Benchmark for Python multipart/form-data parsers

This repository contains scenarios and parser tests for different Python based multipart/form-data parsers, comparing both blocking and non-blocking APIs (if available).

Contestants

multipart v1.1
- Will be used in Bottle. Disclaimer: I am the author of both multipart and Bottle.
- CPython docs recommend it as a cgi.FieldStorage replacement.
werkzeug v3.0.4
- Used in Flask and others.
- Does a lot more than just multipart parsing.
django v5.1.2
- Full featured web framework, not just a parser.
python-multipart v0.0.12
- Used in Starlette and thus FastAPI.
- Causes import name conflicts with multipart.
streaming-form-data v1.17.0
- Streaming parser partly written in Cython.
cgi.FieldStorage CPython 3.12.3
- Deprecated in Python 3.11 and removed in Python 3.13
email.parser.BytesFeedParser CPython 3.12.3
- Designed as a parser for emails, not multipart/form-data.
- Buffers everything in memory, including large file uploads.

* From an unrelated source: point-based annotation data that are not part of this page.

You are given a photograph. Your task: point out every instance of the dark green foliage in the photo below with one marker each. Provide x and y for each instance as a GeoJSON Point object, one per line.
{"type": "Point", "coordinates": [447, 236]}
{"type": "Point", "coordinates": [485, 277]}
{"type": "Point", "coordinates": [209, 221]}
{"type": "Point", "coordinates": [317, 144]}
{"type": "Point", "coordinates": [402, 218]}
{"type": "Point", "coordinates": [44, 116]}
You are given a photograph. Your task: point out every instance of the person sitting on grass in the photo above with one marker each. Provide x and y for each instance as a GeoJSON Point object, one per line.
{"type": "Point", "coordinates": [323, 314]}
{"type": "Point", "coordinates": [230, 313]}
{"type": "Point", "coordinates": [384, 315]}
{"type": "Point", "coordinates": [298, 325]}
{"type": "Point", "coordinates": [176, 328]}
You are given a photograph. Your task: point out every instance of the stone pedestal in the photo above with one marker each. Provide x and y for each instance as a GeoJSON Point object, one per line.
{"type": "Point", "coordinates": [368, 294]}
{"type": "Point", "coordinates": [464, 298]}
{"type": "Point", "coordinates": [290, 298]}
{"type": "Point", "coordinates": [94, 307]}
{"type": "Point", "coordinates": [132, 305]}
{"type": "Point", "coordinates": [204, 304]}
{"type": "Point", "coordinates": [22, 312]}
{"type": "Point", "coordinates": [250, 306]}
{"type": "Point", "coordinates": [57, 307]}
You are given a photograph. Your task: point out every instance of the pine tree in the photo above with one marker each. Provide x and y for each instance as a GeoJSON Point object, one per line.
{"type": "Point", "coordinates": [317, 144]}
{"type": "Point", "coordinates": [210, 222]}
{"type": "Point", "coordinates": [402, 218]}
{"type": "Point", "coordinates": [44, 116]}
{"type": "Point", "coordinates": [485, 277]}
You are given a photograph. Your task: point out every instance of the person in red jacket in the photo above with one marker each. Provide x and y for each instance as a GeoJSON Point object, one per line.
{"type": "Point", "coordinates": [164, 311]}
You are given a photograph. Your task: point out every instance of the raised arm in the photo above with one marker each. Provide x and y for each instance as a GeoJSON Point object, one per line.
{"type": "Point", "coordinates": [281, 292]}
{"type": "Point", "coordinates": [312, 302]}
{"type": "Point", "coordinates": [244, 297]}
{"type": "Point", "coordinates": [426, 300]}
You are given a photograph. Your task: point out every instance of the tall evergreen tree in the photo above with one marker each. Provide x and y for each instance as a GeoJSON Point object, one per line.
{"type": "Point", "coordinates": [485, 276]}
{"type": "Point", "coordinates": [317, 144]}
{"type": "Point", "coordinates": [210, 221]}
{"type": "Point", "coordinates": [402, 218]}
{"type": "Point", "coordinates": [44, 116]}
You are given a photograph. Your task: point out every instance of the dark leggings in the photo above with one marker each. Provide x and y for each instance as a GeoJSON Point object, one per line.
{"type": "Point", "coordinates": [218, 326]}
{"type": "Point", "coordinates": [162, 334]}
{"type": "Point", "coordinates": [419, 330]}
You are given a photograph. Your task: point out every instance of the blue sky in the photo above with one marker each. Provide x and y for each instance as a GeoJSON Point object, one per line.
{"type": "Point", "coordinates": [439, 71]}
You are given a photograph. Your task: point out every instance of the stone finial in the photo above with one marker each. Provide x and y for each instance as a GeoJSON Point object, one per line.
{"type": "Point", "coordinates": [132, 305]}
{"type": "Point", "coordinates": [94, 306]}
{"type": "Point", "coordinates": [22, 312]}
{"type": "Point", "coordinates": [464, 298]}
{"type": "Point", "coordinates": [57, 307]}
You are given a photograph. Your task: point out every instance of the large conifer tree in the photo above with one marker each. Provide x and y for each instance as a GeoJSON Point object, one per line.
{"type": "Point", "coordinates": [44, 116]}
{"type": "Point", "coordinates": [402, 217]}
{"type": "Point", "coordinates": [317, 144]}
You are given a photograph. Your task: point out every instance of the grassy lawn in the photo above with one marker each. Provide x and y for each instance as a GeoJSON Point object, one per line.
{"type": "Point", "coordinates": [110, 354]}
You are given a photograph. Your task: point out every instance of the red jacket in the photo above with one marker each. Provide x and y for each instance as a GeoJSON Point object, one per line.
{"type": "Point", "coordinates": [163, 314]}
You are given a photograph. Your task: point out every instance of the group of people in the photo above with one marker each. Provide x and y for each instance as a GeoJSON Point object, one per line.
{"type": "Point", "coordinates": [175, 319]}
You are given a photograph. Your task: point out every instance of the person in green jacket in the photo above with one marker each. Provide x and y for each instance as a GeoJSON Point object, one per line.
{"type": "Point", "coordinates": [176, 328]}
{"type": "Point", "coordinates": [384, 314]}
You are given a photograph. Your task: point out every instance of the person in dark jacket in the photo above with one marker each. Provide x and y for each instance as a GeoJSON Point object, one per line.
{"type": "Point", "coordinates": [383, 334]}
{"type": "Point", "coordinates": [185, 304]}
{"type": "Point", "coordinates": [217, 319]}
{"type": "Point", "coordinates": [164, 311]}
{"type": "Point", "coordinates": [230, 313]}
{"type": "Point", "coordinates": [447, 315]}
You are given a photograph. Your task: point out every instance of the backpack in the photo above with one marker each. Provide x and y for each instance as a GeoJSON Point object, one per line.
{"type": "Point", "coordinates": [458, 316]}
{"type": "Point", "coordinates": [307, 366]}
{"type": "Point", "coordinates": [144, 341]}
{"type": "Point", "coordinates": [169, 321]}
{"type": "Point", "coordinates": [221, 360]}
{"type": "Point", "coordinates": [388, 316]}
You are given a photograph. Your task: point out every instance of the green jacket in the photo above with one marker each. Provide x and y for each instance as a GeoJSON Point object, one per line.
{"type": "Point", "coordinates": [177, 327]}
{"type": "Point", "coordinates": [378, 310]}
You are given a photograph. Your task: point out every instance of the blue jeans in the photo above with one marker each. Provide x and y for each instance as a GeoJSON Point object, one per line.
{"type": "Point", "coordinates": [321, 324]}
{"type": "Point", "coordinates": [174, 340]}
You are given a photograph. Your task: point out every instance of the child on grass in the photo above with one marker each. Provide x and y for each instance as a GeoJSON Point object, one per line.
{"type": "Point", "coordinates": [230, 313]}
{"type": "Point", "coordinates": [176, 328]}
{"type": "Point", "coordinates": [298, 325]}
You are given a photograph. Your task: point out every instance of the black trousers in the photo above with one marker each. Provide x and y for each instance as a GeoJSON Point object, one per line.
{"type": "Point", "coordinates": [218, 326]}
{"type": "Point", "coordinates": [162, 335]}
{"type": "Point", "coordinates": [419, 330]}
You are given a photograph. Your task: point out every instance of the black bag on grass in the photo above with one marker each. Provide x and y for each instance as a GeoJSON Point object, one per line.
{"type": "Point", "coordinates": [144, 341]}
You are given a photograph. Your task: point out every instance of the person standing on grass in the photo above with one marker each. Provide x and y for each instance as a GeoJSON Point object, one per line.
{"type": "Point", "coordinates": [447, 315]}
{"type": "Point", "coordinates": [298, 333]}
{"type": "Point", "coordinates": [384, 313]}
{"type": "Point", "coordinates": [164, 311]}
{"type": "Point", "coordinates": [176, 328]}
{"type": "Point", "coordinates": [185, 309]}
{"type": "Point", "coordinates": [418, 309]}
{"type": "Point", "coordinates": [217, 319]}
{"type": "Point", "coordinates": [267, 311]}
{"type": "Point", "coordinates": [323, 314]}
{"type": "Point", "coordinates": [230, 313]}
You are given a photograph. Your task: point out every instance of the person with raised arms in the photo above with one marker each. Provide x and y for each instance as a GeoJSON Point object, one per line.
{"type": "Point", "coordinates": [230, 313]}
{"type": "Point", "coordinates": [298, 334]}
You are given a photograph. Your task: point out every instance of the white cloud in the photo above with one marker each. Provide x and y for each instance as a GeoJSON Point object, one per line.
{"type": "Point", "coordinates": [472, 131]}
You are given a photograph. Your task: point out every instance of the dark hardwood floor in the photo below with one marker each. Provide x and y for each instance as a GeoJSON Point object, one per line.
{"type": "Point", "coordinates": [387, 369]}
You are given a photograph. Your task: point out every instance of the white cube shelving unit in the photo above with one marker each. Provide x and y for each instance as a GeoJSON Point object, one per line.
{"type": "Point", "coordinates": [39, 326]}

Not included: Some parsers cheat by loading the entire request body into memory (e.g. sanic or litestar). Those are obviously very fast in benchmarks but also very unpractical when dealing with large file uploads.

Updates

30.09.2024 python-multipart v0.0.11 fixed a bug that caused extreme slowdowns (as low as 0.75MB/s) in all three worst-case scenarios.
30.09.2024 There was an issue with the email parser that caused it to skip over the actual parsing and also not do any IO in the blocking test. Throughput was way higher than expected. This is fixed now.
30.09.2024 Default size for in-memory buffers is different for each parser, resulting in an unfair comparison. The tests now configure a limit of 500K for each parser, which is the hard-coded value in werkzeug and also a sensible default.
03.10.2024 New version of multipart with slightly better results in some tests.
05.10.2024 Added results for streaming-form-data parser.
25.10.2024 Added results for django parser.

Method

All tests were performed on a pretty old "AMD Ryzen 5 3600" running Linux 6.8.0 and Python 3.12.3 with highest possible priority and pinned to a single core.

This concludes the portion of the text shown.